Шрифт:
Часов в десять-одиннадцать Анриетта стучится в дверь; нелюбезный голос отвечает ей:
— Войдите!
— Мне нужно здесь убрать, мадемуазель Фрида.
Печка из соображений экономии не топлена. Фрида занимается, кутаясь в свое изношенное пальто.
— Вы заболеете.
— Какое вам дело?
— А если все-таки развести небольшой огонь? Хотя бы на часок, чтобы в комнате стало чуть-чуть поуютней?
— Я разведу огонь, когда сочту это нужным.
По части гордости они стоят одна другой. Но Анриетта вечно боится обидеть, ранить, задеть, а Фрида выкладывает напрямик самые обидные для собеседника вещи.
В это время на кухне горит жаркий огонь, живительно пахнет супом или рагу, окна запотели от тепла.
— Послушайте, мадемуазель Фрида, я не могу убирать, когда вы здесь.
— Мне вы не мешаете.
— А вы мне мешаете. Я должна открыть окно, проветрить постель, вымыть пол.
— Не делайте этого.
— Я не могу допустить, чтобы комната зарастала грязью.
— Но ведь здесь живу я, а не вы — а мне все равно.
— А почему бы вам по утрам, когда я убираю, не ходить заниматься на кухню? Вам никто там не помешает. Вы будете одна. Кристиана я заберу.
В конце концов Фрида позволила себя уломать. Не поблагодарив, спустилась вниз со своими учебниками. Мама тщательно вытерла клеенку на столе и открыла обе духовки, чтобы стало еще теплее. Она помешала угли в печке и слегка приоткрыла крышку над одной из кастрюль.
— Признайте, что вам здесь удобней!
Но бледная, с черными как уголь глазами, с огромным кроваво-красным ртом Фрида не удостаивает маму ответом.
В одиннадцать утра кто-то скребется в дверь. Это дядя Леопольд: он бродил по нашему кварталу и по обыкновению заглянул к младшей сестре — часок посидеть, передохнуть.
— Послушай, Леопольд…
Она стоит, загородив собою коридор и не впуская брата; к тому же она метнула взгляд на кухонную дверь, и он все понимает. Старый пьяница тоже весьма щепетилен.
— Ну что ж, я пойду.
— Но, Леопольд… Погоди, я все объясню.
— Никаких объяснений! Насупившись, он удаляется тяжелой, неверной походкой, и можно поручиться, что за утешением отправится в кабачок на углу.

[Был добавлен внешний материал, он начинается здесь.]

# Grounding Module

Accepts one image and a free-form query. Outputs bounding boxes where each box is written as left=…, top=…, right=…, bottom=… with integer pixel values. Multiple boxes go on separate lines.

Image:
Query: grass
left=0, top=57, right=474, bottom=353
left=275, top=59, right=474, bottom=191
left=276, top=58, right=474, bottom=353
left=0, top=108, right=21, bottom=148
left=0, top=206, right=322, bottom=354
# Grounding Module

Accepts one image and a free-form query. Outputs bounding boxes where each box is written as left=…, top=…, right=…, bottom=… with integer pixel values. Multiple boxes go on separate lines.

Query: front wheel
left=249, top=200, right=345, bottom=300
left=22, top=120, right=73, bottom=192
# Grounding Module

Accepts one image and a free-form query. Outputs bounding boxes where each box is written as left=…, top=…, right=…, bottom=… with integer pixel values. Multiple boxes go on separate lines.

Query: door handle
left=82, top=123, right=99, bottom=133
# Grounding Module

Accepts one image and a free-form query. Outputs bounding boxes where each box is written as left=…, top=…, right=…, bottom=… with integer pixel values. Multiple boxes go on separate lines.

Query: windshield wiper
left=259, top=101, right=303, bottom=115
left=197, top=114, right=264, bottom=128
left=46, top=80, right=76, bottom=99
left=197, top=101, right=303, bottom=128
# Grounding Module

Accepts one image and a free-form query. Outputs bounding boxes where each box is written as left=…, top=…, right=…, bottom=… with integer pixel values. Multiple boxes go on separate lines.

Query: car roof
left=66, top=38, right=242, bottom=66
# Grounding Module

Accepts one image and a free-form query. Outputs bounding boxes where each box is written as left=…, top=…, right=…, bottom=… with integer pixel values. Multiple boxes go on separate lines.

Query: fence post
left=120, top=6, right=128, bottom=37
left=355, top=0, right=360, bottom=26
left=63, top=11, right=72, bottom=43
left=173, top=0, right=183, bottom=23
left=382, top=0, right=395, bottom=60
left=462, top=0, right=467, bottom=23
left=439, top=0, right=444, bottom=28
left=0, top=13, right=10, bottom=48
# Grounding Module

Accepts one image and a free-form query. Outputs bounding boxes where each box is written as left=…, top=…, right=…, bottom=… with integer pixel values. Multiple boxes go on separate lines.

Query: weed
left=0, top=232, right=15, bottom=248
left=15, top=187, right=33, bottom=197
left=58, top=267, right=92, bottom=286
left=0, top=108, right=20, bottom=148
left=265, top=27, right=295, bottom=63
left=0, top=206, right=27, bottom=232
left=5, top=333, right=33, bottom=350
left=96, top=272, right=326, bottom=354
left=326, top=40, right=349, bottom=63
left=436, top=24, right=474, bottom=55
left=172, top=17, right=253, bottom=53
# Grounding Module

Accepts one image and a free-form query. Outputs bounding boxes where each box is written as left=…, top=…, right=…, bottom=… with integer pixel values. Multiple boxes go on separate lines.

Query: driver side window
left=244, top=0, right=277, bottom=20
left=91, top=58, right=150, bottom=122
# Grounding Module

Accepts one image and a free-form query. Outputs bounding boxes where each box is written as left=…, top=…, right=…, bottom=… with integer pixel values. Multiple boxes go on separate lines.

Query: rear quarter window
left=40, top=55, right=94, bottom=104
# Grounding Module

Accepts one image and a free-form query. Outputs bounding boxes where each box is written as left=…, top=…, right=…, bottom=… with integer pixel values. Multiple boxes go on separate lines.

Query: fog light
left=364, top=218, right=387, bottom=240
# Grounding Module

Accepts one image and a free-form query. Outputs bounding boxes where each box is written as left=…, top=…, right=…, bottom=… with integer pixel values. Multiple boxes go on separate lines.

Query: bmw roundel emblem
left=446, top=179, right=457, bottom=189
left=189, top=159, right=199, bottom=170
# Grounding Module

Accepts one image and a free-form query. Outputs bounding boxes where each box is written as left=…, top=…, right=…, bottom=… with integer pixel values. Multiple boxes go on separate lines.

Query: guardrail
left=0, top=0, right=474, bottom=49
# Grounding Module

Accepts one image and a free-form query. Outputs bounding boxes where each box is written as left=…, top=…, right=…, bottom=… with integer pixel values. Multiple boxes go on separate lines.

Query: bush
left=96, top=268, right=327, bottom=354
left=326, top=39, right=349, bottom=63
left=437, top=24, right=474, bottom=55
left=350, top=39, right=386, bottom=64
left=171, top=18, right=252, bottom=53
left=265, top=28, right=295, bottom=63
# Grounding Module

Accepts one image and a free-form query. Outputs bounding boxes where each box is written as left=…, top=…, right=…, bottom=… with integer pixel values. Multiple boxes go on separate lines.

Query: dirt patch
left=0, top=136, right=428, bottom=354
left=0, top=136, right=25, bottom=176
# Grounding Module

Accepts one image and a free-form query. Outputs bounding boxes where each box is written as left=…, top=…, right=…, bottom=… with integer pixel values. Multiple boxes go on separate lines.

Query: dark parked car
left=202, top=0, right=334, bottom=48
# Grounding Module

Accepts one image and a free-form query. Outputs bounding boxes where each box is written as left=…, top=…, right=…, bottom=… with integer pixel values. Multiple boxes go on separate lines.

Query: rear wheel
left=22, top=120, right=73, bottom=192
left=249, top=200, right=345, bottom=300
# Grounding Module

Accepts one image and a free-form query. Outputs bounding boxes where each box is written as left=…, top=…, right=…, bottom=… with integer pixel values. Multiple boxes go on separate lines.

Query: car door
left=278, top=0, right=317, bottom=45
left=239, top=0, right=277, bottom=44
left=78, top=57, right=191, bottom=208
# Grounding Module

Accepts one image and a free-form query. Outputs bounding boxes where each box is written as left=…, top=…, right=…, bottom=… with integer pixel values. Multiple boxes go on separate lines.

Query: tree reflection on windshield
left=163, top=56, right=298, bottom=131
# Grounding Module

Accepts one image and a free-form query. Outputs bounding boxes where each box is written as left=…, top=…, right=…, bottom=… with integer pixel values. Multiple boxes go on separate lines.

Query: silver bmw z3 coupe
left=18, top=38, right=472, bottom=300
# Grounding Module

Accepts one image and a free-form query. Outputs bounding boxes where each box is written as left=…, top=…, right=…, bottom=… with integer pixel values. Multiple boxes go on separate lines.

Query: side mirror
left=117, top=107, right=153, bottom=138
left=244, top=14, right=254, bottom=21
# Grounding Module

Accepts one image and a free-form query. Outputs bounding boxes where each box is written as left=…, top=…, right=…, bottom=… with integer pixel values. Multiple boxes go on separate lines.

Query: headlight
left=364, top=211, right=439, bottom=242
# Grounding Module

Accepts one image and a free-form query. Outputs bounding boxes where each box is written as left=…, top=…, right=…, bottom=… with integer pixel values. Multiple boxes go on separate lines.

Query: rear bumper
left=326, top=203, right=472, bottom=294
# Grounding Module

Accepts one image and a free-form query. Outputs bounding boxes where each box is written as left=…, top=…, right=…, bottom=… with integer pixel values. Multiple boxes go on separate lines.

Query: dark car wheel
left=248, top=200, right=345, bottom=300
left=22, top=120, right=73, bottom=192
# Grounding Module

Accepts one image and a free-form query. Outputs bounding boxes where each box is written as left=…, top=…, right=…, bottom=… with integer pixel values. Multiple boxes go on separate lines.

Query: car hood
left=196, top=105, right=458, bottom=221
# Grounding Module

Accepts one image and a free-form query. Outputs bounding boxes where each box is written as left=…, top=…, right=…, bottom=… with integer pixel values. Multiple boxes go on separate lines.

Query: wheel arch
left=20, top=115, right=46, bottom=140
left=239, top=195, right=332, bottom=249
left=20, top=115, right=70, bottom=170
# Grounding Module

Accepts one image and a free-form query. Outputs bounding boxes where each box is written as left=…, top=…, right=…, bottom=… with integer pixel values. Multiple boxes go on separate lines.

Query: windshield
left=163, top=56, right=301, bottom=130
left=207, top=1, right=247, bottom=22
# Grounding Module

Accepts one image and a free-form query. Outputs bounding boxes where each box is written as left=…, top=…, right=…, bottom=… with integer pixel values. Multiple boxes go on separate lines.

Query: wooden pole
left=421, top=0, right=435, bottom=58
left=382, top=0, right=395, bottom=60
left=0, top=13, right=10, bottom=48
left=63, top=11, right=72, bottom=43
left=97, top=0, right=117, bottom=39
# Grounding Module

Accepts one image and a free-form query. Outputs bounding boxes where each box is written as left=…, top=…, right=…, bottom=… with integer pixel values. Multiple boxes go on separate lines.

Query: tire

Анриетта вздыхает, принюхивается, хмурит брови и бросается в кухню, откуда слышится угрожающее шипение и распространяется запах горелого мяса.
— Боже мой, мадемуазель Фрида…
Фрида смотрит на нее отсутствующим взглядом.
— Неужели вы не слышите?
Фрида — воплощенное безразличие.
— Такое соте из телятины пропало! Неужели вам трудно было меня кликнуть, предупредить, что у меня подгорает?
— Я не знала.
Воздух сиз, как в курительной комнате. В чугунной кастрюле — нечто напоминающее большие куски угля.
— Вы не сказали мне, что…
Фрида встает и собирает учебники, тетради, карандаши.
— Надо было предупредить, что вы позвали меня вниз присматривать за вашим обедом. Я бы лучше в комнате посидела.
— Мадемуазель Фрида!
Она уже в коридоре, но на этот раз соизволила обернуться, вопросительно глядя на Анриетту.
— Как вы могли такое сказать? Как вам только в голову пришло?
Анриетта машинально захватывает пальцами уголок своего передника в мелкую синюю клеточку и прячет в него лицо. Ее грудь вздымается. Шиньон трясется. Она рыдает одна в пустой кухне, где придется открывать окно, чтобы выветрился запах гари.
Если бы она могла вернуть Леопольда! Она доверилась бы ему во всем. Он понял бы. Но Леопольд взбешен. В гордости он не уступит сестре. Почему он не ходит к другим сестрам — к Анне на набережную Сен-Леонар, к Марте Вермейрен на улицу Кларисс, к Армандине? Потому что там он мешает и сам чувствует, что мешает и что его стыдятся.
По утрам, когда на сердце тяжело, его последним пристанищем оставалась кухня малышки Анриетты, и вот эта самая Анриетта не пустила его на порог. Он и впрямь пошел в кафе на углу. Положив локти на стол, он осушает один за другим стаканчики с толстыми донышками, смотрит в пустоту и клянется в душе, что никогда больше не вернется на улицу Закона.
Это не пьяная клятва. Даже напившись, он будет вспоминать, что однажды Анриетта захлопнула дверь у него перед носом.
Они не виделись несколько лет и только по случайности стали вновь поддерживать более или менее постоянные отношения.